Doch warum erfuhr man so lange kein Sterbenswörtchen von einer so gravierenden Sache? Beuths Erklärung, wie in früheren Fällen: Die Hoheit über die Informationspolitik liege auch diesmal eben nicht bei ihm, sondern bei der in Fällen von Terrorverdacht zuständigen Staatsanwaltschaft in Frankfurt. Und die habe eben nur das freigegeben, was der Minister den Obleuten der Fraktionen dann auch anvertraute.

"Absurd, lächerlich, skandalös!"

Laut Opposition waren diese Informationen nicht nur vage, sondern auch noch geheim zu halten. Mehr ging dem Minister zufolge nicht, um die Ermittlungen nicht zu gefährden. Vor allem habe noch ausgeleuchtet werden müssen, welche Mitwisser oder Mittäter der Bombenbastler hatte.
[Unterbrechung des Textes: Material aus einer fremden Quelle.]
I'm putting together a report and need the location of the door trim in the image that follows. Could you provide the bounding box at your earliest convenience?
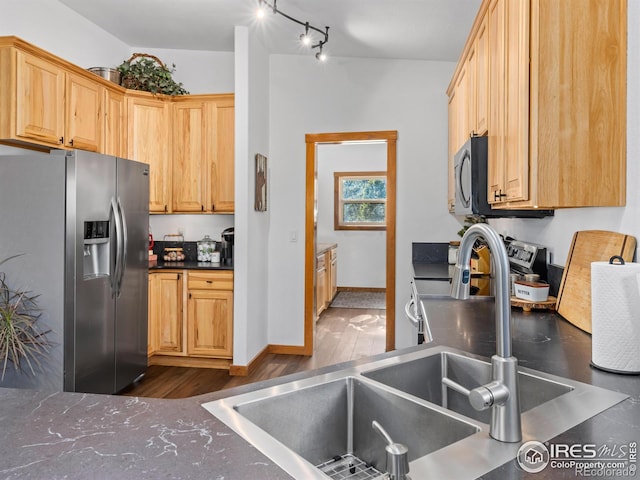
[302,130,398,356]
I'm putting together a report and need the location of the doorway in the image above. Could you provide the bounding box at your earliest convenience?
[303,131,398,356]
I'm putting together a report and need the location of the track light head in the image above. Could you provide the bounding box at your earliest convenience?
[256,0,329,62]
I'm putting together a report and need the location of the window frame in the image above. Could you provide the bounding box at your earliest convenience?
[333,171,388,231]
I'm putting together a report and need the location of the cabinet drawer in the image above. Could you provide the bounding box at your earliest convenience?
[187,271,233,290]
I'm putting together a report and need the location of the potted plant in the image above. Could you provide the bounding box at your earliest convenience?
[0,255,49,380]
[117,53,189,95]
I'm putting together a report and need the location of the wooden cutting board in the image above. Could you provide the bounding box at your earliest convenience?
[556,230,636,333]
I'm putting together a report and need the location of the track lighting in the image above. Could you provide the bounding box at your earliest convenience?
[256,0,329,62]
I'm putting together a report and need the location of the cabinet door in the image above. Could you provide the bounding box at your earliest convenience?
[64,73,105,152]
[474,15,489,135]
[14,51,65,146]
[127,94,171,213]
[172,101,213,212]
[456,62,471,146]
[103,89,127,158]
[149,273,183,355]
[463,43,478,139]
[447,90,458,213]
[316,265,327,316]
[503,0,530,201]
[209,97,235,213]
[487,0,506,204]
[187,290,233,358]
[329,248,338,303]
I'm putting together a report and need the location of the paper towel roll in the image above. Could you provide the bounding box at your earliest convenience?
[591,262,640,374]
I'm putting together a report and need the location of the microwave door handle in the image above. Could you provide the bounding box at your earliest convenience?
[111,198,122,296]
[456,150,473,208]
[117,198,129,296]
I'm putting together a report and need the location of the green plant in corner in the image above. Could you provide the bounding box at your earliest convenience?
[0,255,50,380]
[116,53,189,95]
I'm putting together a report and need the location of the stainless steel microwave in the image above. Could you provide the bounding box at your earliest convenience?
[454,137,553,218]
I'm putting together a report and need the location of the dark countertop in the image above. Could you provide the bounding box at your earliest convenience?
[413,262,455,280]
[0,297,640,480]
[149,241,233,271]
[149,260,233,271]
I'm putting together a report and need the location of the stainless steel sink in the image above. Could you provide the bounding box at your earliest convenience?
[234,376,480,471]
[362,352,573,423]
[203,347,627,480]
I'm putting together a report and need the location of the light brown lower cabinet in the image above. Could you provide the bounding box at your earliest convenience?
[316,247,338,317]
[316,253,327,317]
[149,270,233,368]
[148,271,184,355]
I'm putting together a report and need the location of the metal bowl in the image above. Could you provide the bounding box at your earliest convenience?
[87,67,120,85]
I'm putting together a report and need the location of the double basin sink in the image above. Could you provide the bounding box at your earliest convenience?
[203,347,627,479]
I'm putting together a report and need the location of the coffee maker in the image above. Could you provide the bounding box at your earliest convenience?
[220,227,234,264]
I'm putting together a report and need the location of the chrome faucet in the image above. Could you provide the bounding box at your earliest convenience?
[371,420,411,480]
[442,223,522,442]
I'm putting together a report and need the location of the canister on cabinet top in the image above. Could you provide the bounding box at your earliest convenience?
[447,241,460,265]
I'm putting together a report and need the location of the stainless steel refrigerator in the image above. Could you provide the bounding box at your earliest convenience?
[0,150,149,393]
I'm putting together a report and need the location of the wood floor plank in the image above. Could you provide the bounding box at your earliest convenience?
[120,308,386,398]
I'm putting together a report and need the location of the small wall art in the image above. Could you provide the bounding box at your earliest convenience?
[254,153,267,212]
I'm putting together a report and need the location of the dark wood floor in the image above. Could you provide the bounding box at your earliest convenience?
[121,308,386,398]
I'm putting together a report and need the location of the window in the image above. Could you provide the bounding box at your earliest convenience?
[333,172,387,230]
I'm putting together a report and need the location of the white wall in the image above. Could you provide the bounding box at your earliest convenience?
[490,1,640,266]
[269,55,460,346]
[316,143,387,288]
[149,214,233,242]
[233,27,270,365]
[124,47,235,94]
[0,0,129,68]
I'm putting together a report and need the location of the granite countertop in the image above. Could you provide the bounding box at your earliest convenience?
[149,241,233,271]
[0,298,640,480]
[149,260,233,271]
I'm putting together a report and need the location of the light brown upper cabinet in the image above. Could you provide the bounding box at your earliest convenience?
[471,15,489,135]
[0,37,105,152]
[102,88,127,158]
[210,94,235,213]
[0,45,65,147]
[172,95,234,213]
[447,90,459,213]
[447,0,627,209]
[64,72,105,152]
[127,91,171,213]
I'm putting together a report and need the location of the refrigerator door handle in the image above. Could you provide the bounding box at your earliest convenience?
[116,197,129,295]
[111,198,122,296]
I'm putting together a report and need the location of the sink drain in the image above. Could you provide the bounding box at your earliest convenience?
[316,454,384,480]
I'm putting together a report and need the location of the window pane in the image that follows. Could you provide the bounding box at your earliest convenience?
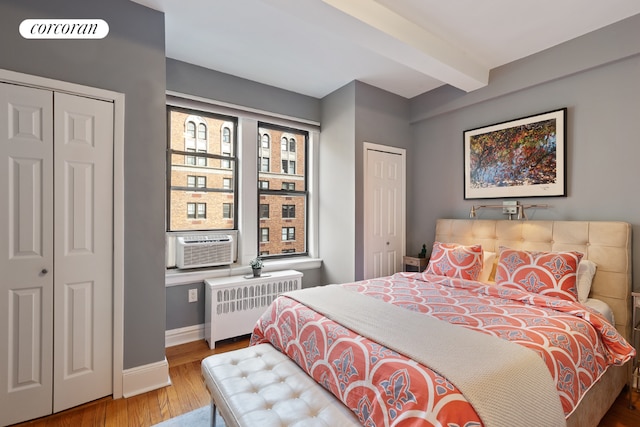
[186,122,196,139]
[196,203,207,218]
[167,107,237,231]
[260,157,269,172]
[222,203,233,219]
[198,123,207,139]
[260,203,269,218]
[258,124,308,256]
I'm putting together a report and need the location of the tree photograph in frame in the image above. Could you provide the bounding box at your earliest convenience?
[464,108,567,199]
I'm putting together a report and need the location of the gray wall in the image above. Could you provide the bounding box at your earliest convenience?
[319,82,356,283]
[354,82,413,280]
[167,58,320,122]
[408,15,640,289]
[0,0,166,369]
[166,58,323,330]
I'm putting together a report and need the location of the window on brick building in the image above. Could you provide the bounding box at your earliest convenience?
[258,123,309,257]
[260,203,269,218]
[282,227,296,242]
[187,203,207,219]
[167,106,237,231]
[282,205,296,218]
[222,203,233,219]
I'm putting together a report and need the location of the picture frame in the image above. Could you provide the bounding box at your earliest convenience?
[463,108,567,199]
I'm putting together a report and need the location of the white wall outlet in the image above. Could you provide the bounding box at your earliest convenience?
[189,289,198,302]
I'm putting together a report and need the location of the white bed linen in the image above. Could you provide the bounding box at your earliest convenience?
[584,298,616,325]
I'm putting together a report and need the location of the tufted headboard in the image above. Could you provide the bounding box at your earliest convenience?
[435,219,632,340]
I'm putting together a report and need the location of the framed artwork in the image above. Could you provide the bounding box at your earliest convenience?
[464,108,567,199]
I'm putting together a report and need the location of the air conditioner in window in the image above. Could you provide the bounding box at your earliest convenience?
[176,234,233,268]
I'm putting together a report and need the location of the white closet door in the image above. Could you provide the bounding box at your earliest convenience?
[364,149,405,279]
[53,93,113,412]
[0,83,54,425]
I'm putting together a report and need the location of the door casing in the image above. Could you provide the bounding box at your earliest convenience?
[363,142,406,279]
[0,69,125,399]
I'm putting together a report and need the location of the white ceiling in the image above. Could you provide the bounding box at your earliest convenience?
[133,0,640,98]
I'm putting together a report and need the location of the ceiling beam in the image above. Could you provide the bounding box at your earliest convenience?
[322,0,489,92]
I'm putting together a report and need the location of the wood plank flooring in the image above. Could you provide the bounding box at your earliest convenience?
[8,337,640,427]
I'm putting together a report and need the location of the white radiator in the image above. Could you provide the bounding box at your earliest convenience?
[204,270,302,349]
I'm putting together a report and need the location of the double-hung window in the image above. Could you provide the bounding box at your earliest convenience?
[258,122,309,256]
[167,106,237,231]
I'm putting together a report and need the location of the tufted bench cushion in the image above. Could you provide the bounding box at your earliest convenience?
[202,344,360,427]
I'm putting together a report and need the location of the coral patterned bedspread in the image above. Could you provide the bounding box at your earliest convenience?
[251,273,634,427]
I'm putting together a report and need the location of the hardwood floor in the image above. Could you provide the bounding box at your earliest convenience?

Den Abgeordneten im Ausschuss verriet Beuth auch an diesem Tag nicht die Zahl der "weiteren Personen", gegen die außerdem noch ermittelt wird. Damit brachte er Günter Rudolph, den Parlamentarischen Geschäftsführer der SPD-Fraktion, endgültig auf die Palme: "Das ist absurd! Das ist lächerlich! Das ist langsam skandalös!", schimpfte er. Wieder einmal verhindere der Innenminister, dass das Parlament seinem Kontrollauftrag nachkomme.
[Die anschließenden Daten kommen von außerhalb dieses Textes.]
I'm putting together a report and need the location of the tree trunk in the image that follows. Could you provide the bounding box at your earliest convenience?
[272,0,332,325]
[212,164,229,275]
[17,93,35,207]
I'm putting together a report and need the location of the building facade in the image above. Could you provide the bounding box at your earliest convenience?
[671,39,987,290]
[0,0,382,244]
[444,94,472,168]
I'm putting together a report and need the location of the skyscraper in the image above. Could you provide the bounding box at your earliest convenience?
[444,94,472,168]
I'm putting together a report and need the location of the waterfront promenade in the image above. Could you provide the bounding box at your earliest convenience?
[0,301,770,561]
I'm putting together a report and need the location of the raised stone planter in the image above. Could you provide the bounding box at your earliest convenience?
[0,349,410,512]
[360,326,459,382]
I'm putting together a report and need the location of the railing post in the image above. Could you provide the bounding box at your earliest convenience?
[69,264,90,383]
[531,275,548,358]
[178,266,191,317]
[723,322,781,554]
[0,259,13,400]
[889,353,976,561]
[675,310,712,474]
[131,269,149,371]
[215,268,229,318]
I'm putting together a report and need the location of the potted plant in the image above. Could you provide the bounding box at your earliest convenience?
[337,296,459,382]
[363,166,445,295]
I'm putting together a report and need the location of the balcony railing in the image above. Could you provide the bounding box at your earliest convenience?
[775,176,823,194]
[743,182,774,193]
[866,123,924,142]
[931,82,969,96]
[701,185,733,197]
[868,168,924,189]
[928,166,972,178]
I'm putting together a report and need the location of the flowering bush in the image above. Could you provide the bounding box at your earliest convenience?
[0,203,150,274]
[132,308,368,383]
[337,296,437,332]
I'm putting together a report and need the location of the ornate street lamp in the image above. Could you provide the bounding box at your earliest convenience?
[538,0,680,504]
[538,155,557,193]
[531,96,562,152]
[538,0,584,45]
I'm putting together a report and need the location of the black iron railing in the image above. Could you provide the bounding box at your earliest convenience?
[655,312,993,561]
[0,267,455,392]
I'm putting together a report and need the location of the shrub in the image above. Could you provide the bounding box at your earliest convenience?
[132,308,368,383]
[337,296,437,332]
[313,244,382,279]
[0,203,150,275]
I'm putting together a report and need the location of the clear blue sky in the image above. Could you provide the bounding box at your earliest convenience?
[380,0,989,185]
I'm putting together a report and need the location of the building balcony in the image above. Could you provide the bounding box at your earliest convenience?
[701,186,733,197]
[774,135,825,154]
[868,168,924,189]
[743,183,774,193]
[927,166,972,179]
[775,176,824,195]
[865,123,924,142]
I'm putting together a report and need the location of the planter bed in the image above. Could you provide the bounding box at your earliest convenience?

Wie den Sumpf trocken legen?

Linken-Politiker Felstehausen begreift Beuths Informationspolitik als gravierenden Fehler im Kampf gegen Rechts. Der Fall von Spangenberg habe schließlich das gleiche Muster wie andere, die zu Taten wurden: die Anschläge von Hanau und Halle zum Beispiel. "Wir müssen doch wissen, was gebraucht wird, um diesen Sumpf trockenzulegen."
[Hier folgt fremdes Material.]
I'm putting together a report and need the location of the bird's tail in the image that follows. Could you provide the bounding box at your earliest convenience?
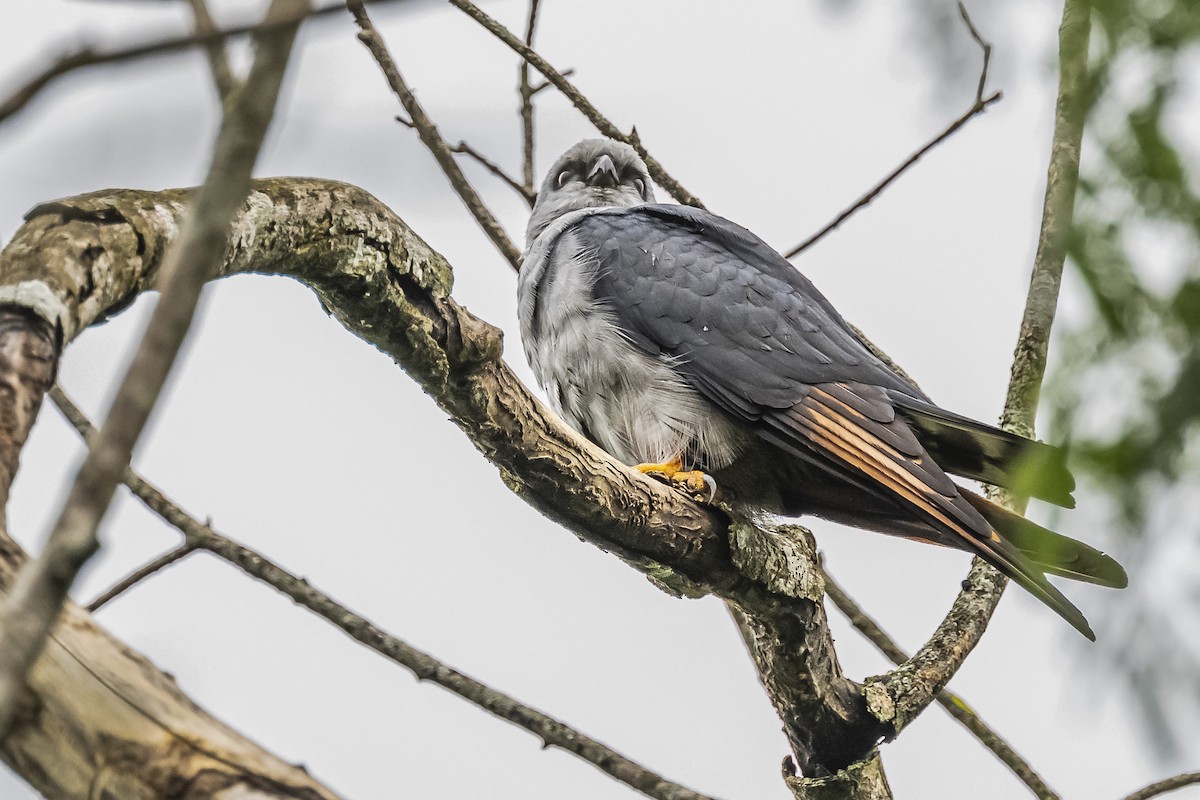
[959,487,1129,589]
[888,392,1075,509]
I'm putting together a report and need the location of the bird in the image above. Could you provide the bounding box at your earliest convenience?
[517,139,1128,640]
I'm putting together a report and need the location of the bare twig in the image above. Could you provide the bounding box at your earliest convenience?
[532,67,575,95]
[823,571,1058,800]
[346,0,521,270]
[450,142,538,209]
[187,0,241,103]
[0,5,360,122]
[450,0,704,209]
[517,0,546,196]
[84,544,196,614]
[784,2,1003,258]
[52,389,713,800]
[864,0,1091,732]
[0,0,308,738]
[1124,772,1200,800]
Weder transparent noch vertrauensfördernd findet auch die FDP den Umgang mit dem Wissen von der CDU-Verbindung des Verdächtigen. Ihr Abgeordneter Stefan Müller wies darauf hin, dass die ressortbedingt ebenfalls involverte und informierte Justizministerin Eva Kühne-Hörmann ja Vize-Vorsitzende eben jenes Parteibezirks sei, dem auch die CDU in Spangenberg angehört. "Es wäre schon interessant zu wissen, ob vor dem Landtag die CDU informiert wurde." Aus dem Innenministerium, so sagte Beuth, sei nichts an die Partei herausgegangen.

Ein ganz anderes Problem

Und dass jemand wie Marvin E. für die CDU in Stadt- und Ortsparlament kandidieren konnte? Man müsse eben gut aufpassen, wen man auf seine Liste nehme - die Empfehlung der FDP kam zwar. Aber die Beteuerung der CDU aus Spangenberg, man habe doch nicht ahnen können, wen man da angeworben habe: Sie bezweifelte im Landtagsausschuss niemand.

Auch die Linke kennt das dahinterstehende Problem: Engagiertes Personal für ehrenamtliche Lokalpolitik ist rar. "Da ist man natürlich froh, überhaupt jemanden zu finden."